# Trace - Paddy Bay Welsh D



## PeggyPatch (20 October 2011)

Hi All, 

I sadly had to sell Paddy earlier this year (March) due to work commitments. He is out of Travellion stepping Jack, 8 years old and about 15.1. Since selling him I know he was sold on from the Lady who bought him from me due to her terminal illness.

I think he is within the southampton area but maybe wrong.

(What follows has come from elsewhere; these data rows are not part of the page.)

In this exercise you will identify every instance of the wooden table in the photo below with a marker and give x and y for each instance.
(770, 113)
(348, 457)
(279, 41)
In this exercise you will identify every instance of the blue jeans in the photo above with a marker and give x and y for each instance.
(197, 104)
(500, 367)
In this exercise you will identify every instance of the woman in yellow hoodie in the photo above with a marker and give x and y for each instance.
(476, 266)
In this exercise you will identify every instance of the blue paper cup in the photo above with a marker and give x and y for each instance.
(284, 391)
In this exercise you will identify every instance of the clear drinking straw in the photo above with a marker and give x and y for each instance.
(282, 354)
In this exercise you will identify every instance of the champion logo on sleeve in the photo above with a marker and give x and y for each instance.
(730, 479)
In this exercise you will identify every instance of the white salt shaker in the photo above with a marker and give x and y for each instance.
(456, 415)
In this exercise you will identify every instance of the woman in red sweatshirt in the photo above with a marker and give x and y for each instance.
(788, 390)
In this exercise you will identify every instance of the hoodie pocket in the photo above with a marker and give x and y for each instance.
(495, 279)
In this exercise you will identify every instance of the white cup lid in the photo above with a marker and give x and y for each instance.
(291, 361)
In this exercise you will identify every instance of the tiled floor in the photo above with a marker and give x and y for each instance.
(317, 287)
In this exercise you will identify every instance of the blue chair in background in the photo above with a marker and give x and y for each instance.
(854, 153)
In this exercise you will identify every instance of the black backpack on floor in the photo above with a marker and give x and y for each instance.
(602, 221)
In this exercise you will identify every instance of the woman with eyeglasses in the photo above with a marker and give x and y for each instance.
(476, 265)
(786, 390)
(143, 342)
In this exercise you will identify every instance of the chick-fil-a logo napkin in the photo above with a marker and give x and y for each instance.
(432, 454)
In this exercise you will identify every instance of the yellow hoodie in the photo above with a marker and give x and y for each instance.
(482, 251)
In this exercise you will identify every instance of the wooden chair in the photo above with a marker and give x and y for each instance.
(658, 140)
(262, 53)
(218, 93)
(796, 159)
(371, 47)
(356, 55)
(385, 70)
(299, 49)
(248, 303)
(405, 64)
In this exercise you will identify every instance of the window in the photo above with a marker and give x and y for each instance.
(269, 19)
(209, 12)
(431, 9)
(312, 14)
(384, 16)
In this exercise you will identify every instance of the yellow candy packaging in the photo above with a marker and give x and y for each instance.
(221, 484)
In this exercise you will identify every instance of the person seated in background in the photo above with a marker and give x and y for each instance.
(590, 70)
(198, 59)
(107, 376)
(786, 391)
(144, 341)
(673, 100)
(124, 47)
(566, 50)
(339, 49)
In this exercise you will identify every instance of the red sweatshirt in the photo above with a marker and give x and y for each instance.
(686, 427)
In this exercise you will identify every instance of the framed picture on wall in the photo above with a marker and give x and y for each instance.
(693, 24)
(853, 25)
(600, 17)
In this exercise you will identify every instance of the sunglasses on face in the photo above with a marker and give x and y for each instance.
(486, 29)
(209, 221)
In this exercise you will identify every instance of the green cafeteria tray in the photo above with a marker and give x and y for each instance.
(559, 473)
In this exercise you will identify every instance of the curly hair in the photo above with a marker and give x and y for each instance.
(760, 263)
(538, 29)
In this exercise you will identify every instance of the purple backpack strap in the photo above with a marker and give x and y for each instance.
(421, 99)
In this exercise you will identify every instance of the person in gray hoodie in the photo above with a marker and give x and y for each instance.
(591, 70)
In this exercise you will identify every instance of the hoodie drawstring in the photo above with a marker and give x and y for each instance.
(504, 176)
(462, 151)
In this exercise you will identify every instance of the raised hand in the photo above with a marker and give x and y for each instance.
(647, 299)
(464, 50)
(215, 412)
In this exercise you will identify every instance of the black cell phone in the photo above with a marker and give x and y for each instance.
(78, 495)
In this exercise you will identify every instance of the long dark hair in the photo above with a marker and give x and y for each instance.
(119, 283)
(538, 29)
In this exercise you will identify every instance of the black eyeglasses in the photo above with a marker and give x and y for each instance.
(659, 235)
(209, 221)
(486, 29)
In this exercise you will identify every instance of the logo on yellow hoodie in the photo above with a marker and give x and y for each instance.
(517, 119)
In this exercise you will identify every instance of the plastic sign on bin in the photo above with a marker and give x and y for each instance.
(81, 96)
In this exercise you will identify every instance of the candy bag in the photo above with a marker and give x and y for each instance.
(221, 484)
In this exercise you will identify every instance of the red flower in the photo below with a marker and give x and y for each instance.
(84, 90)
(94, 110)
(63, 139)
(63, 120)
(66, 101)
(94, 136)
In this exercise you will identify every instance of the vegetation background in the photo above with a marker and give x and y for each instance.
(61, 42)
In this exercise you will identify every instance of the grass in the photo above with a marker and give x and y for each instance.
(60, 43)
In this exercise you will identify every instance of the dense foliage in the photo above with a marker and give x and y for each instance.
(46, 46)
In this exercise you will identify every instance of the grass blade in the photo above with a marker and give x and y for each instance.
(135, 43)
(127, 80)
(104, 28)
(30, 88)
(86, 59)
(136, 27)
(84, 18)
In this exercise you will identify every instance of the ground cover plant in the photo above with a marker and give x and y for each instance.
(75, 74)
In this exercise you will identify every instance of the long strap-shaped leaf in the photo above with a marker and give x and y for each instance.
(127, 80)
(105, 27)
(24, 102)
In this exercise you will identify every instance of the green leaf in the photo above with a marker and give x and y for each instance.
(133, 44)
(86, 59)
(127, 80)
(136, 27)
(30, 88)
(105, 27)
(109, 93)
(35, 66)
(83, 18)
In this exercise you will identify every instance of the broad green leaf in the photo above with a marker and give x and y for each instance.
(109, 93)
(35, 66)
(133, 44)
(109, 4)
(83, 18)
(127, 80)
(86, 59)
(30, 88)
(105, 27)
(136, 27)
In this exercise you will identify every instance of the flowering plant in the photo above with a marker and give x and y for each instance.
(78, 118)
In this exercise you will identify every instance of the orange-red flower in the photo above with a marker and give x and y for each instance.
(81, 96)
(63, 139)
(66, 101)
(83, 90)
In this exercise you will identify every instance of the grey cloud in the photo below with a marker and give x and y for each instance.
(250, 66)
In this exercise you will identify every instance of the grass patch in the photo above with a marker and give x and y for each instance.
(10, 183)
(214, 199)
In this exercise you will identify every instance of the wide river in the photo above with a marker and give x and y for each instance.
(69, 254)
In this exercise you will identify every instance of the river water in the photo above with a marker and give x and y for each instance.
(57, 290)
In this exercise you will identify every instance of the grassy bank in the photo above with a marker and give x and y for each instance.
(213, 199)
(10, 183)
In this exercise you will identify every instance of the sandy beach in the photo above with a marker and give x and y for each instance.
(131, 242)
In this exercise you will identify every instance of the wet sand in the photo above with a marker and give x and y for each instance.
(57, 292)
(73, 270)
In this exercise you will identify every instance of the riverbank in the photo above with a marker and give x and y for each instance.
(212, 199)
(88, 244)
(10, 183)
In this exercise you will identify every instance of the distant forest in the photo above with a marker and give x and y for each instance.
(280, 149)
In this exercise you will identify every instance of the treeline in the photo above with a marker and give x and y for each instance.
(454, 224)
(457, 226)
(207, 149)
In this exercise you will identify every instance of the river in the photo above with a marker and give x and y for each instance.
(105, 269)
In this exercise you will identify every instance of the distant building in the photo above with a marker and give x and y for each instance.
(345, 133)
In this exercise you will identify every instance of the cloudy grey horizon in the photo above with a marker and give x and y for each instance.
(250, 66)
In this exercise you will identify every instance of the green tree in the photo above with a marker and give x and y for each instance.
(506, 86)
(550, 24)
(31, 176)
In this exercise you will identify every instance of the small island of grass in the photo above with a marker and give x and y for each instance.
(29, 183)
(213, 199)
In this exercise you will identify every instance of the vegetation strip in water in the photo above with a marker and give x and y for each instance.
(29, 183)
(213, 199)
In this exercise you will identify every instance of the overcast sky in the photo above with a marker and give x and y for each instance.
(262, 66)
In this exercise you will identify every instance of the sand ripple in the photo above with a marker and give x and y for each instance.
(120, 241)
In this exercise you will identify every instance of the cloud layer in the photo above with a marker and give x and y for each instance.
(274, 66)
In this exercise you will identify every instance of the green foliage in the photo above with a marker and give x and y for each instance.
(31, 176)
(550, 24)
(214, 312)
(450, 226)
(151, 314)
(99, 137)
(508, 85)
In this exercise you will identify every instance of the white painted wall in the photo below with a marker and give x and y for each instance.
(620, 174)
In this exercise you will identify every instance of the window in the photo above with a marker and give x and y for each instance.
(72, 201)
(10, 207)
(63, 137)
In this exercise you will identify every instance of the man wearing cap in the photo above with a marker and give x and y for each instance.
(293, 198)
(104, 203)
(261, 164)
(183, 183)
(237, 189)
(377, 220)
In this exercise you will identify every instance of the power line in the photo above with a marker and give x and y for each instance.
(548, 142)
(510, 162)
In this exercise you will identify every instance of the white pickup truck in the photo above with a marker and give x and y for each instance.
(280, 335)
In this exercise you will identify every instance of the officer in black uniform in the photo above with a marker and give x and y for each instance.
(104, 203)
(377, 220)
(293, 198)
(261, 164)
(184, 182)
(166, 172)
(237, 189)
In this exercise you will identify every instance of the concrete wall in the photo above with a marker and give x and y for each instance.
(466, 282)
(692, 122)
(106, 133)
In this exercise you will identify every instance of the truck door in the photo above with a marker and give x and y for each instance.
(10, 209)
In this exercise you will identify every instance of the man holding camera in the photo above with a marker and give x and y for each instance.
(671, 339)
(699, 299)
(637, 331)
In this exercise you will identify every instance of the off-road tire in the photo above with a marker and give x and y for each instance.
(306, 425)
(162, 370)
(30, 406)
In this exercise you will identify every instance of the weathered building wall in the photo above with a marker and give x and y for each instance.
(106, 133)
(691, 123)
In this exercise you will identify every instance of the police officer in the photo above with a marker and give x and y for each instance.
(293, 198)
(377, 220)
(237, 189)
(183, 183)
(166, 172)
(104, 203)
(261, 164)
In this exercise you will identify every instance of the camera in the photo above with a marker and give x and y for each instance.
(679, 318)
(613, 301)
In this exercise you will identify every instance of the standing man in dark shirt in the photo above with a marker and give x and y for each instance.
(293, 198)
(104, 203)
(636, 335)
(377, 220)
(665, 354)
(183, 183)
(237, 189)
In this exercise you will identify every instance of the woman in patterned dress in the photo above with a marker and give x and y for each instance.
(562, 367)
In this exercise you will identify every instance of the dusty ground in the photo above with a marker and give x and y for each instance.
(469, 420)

Any information on him would be really helpful . Picture below


----------



## PeggyPatch (30 October 2011)

Does any one have any info on Paddy :/


----------



## cally6008 (30 October 2011)

did he have a posh name or was it just paddy ?


----------



## PeggyPatch (30 October 2011)

His name is penniment stepping Patrick.


----------



## cally6008 (30 October 2011)

have you asked the WPCS ?


----------



## PeggyPatch (30 October 2011)

no I haven't. Without sounding silly what would you ask them?


----------



## cally6008 (30 October 2011)

If they have current owner details of Paddy .. or who are the last owners details they have .. and would they mind passing a letter on from you or an email from you


----------



## PeggyPatch (31 October 2011)

Thanks, I have sent them an email this morning. Maybe they will have some information


----------



## PeggyPatch (11 November 2011)

I contacted the WPCS but sadly he is still registered in my name. So, No luck there


----------



## PeggyPatch (19 February 2012)

bump


----------



## wonderhorse11 (20 February 2012)

could you not ask the person you sold him to for the detils of the person she sold him to?


----------



## PeggyPatch (20 February 2012)

No sadly she died from her terminal illness before I found out she had sold him or she was ill. I think she was given weeks to live


----------